I love the old pulps. The Shadow, The Phantom, The Avenger, Doc Savage… I would search every used bookstore in the area when I was a kid and buy everyone that my allowance would allow. There was something about the stories that clicked with me in the same way comics had. I was lucky enough to write a few prose stories for The Phantom and the Avenger, so when I got the chance to talk to fellow pulp lover Michael Uslan about his upcoming project for Dynamite, Justice Inc… I jumped at the chance.

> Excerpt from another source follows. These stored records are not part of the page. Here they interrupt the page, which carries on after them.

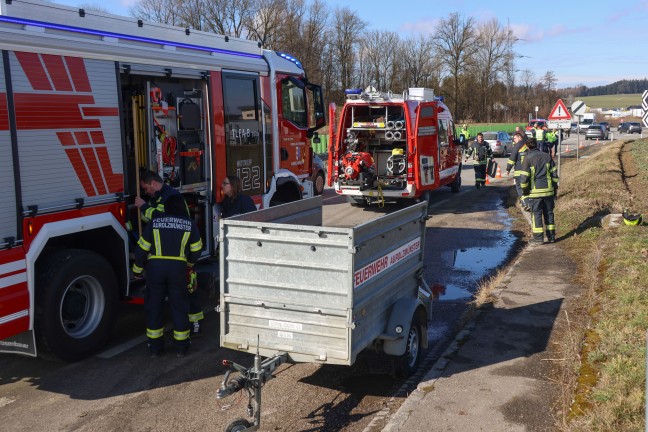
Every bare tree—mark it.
[130,0,181,25]
[475,18,511,121]
[246,0,286,50]
[397,35,441,90]
[362,30,399,91]
[433,12,477,118]
[331,8,367,102]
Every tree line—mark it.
[79,0,596,123]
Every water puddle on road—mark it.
[426,209,516,301]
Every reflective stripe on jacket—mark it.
[133,216,203,272]
[519,149,558,198]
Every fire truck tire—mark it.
[394,316,426,378]
[36,249,119,362]
[225,419,252,432]
[347,196,367,207]
[450,171,461,193]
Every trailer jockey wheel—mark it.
[225,419,252,432]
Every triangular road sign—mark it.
[547,99,571,120]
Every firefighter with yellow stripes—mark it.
[506,132,531,211]
[135,171,180,222]
[465,132,493,189]
[520,138,558,244]
[133,194,203,358]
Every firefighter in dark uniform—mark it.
[466,132,493,189]
[506,132,531,211]
[133,195,203,358]
[131,171,205,336]
[135,171,184,222]
[520,138,558,244]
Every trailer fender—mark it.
[380,298,428,356]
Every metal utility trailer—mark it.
[218,197,432,431]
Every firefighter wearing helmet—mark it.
[459,123,470,142]
[133,194,203,358]
[520,138,558,244]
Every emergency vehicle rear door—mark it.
[0,51,36,355]
[414,103,438,189]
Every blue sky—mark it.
[55,0,648,88]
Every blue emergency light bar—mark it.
[0,16,266,59]
[277,51,304,70]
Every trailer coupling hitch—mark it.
[216,352,288,432]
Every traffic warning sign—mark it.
[547,99,571,120]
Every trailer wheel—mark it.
[450,170,461,193]
[394,317,425,378]
[347,196,368,207]
[36,250,119,362]
[225,419,252,432]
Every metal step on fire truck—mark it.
[328,88,462,206]
[0,0,325,361]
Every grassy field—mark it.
[576,93,641,108]
[556,140,648,432]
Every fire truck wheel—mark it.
[394,316,426,378]
[36,250,119,362]
[225,419,252,432]
[313,171,325,195]
[347,196,367,207]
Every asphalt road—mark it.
[0,138,624,431]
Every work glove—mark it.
[132,266,144,279]
[187,267,198,294]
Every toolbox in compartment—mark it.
[178,131,204,184]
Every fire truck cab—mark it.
[329,88,462,206]
[0,0,325,361]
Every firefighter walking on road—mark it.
[133,195,203,358]
[466,132,493,189]
[506,132,531,211]
[520,138,558,244]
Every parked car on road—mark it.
[628,122,641,134]
[311,154,326,195]
[585,123,608,140]
[482,131,513,156]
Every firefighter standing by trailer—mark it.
[459,123,470,142]
[133,195,203,358]
[466,132,493,189]
[506,132,531,211]
[520,138,558,244]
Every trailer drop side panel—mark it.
[220,197,426,365]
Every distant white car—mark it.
[482,131,513,156]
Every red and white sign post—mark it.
[547,99,578,177]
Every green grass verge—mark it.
[556,141,648,431]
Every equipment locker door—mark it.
[414,103,438,189]
[223,72,266,195]
[0,51,35,355]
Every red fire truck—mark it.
[329,88,462,206]
[0,0,325,361]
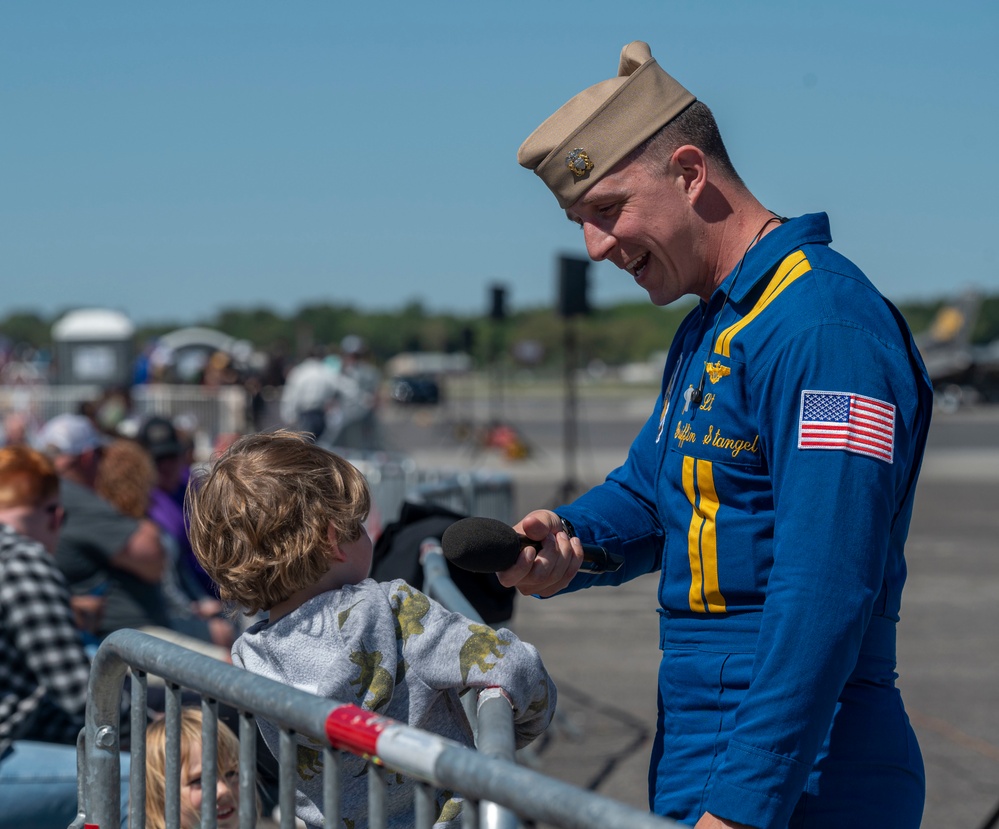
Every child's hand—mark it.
[496,510,583,596]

BLEEDING COOL: Your new series focuses on three classic pulp heroes who have each had a different level of popularity. Starting with The Shadow, why do you think this character over the other two resonated so well with readers? What draws people to like a hero with such a dark history?

MICHAEL USLAN: Men of mystery have an honored place in our folklore and pop culture. From Ancient mythology to Robin Hood, from The Scarlet Pimpernel to Zorro, these classic heroes and tales heavily influenced the nature of the pulps and dramatic radio in the first half of the 20th Century: The Shadow, The Lone Ranger, The Green Hornet, The Green Lama, The Whisperer, The Whistler, The Black Bat, and the list goes on. And let's not forget the newspaper comic strips like The Phantom. It was a time dominated by a Depression, World Wars of unimaginable destruction and horrors, and on the home front bold public enemies shooting up America from the heartland to its cities. It was a dark time of dark evil forces and the public thirsted for heroes willing to take that darkness and and the violence it spawned and turn it against the evil-doers. Thus was born The Shadow and the pulp reading, radio listening, serial watching, comic book embracing audiences devoured it all, rooting on the man who was judge, jury and executioner!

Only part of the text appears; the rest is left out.